Justice Nancy Bonsaint said the plaintiffs had failed to prove that the province’s vaccination passport system caused serious or irreparable harm and therefore did not need to be immediately suspended.

Third dose of vaccine for seniors

The Quebec government will allow people aged 70 and over to make an appointment for their third dose of COVID-19 vaccine as of November 16.

The provincial immunization committee, the CIQ, recommended that Quebecers in this age group be offered a third dose, in order to strengthen their immunity against the virus.

The appointments will take place gradually. Six months must have passed since the person’s last dose of COVID-19 vaccine for them to be eligible.

People who have received two doses of AstraZeneca will also soon be eligible to make an appointment for a third dose, this time of an mRNA vaccine, Health Minister Christian Dubé said at a press conference on Tuesday.

Free U.S. COVID-19 Tests Accepted At Border

Some Canadians who have crossed the US border have successfully returned to Canada after undergoing free COVID-19 tests south of the border.

The land border with the United States recently reopened to fully vaccinated Canadian travelers after being closed for non-essential travel since March 2020.

The Canadian government requires a negative COVID-19 test performed within 72 hours for recreational travelers upon their return to Canada.

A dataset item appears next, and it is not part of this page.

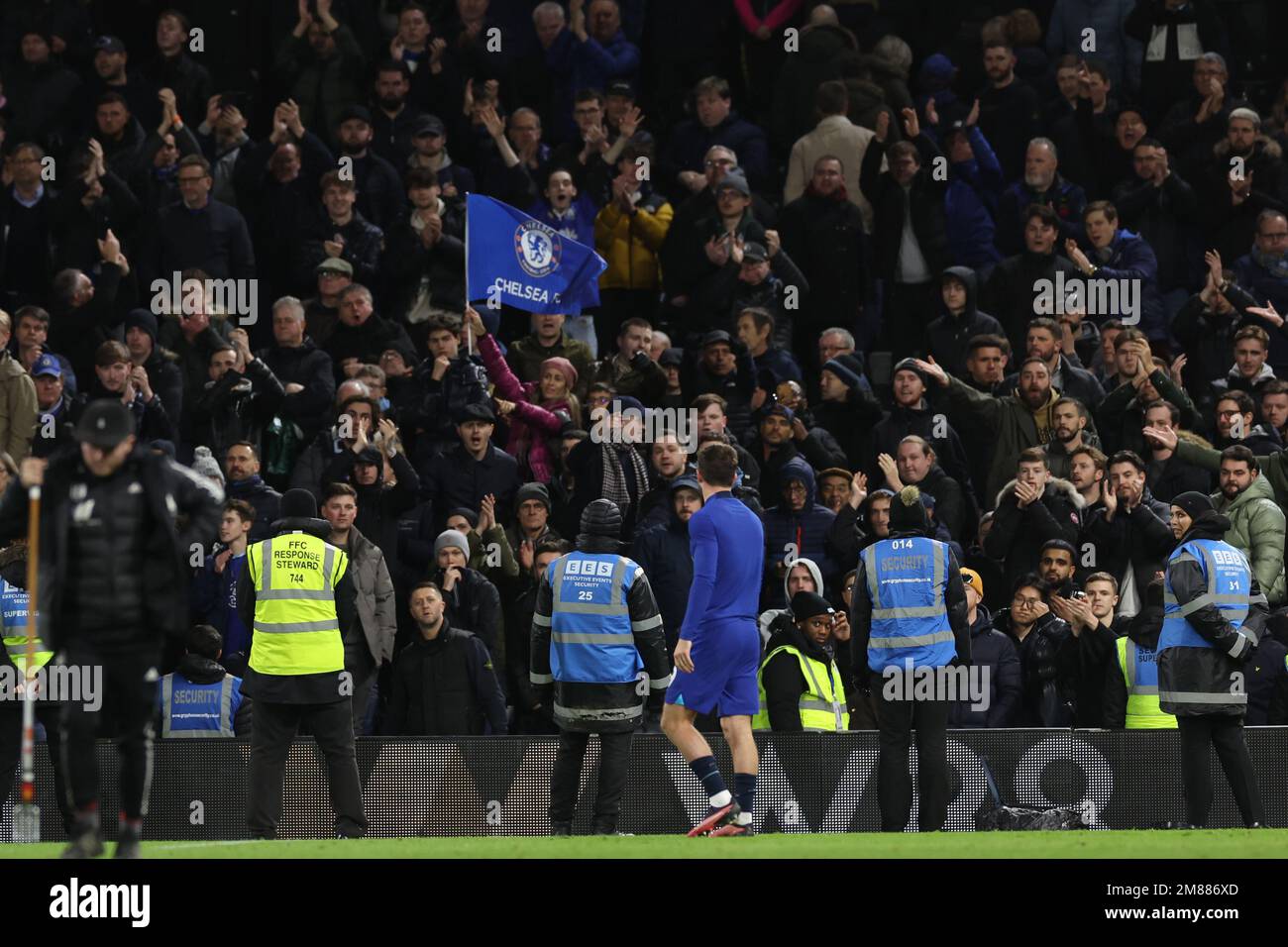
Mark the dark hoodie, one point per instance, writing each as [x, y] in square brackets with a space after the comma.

It will only accept a molecular test, such as a PCR test, which can cost up to $ 200.

But some American drugstore chains, including Walgreens, offer self-administered nucleic acid amplification tests (NAAT), which are recognized by Canadian border officials.

However, testing is not available at all locations and results are not guaranteed for customers within the 72 hour window.

The best stories of COVID-19

What are the symptoms of COVID-19?

  • Fever.
  • New or worsened cough.
  • Difficulty in breathing.
  • Sudden loss of smell without a stuffy nose.
  • Gastrointestinal problems (such as nausea, diarrhea, vomiting).
  • Sore throat
  • Generalized muscle pain.
  • Headache.
  • Tired.
  • Loss of appetite.

If you think you have COVID-19, the government asks you to call 1 877 644-4545 to make an appointment at a screening clinic.

To make an appointment for a COVID-19 vaccine, you can go to the quebec.ca/vaccincovid online portal. You can also dial 1-877-644-4545.

You can find information on COVID-19 in the province here and information on the situation in Montreal here.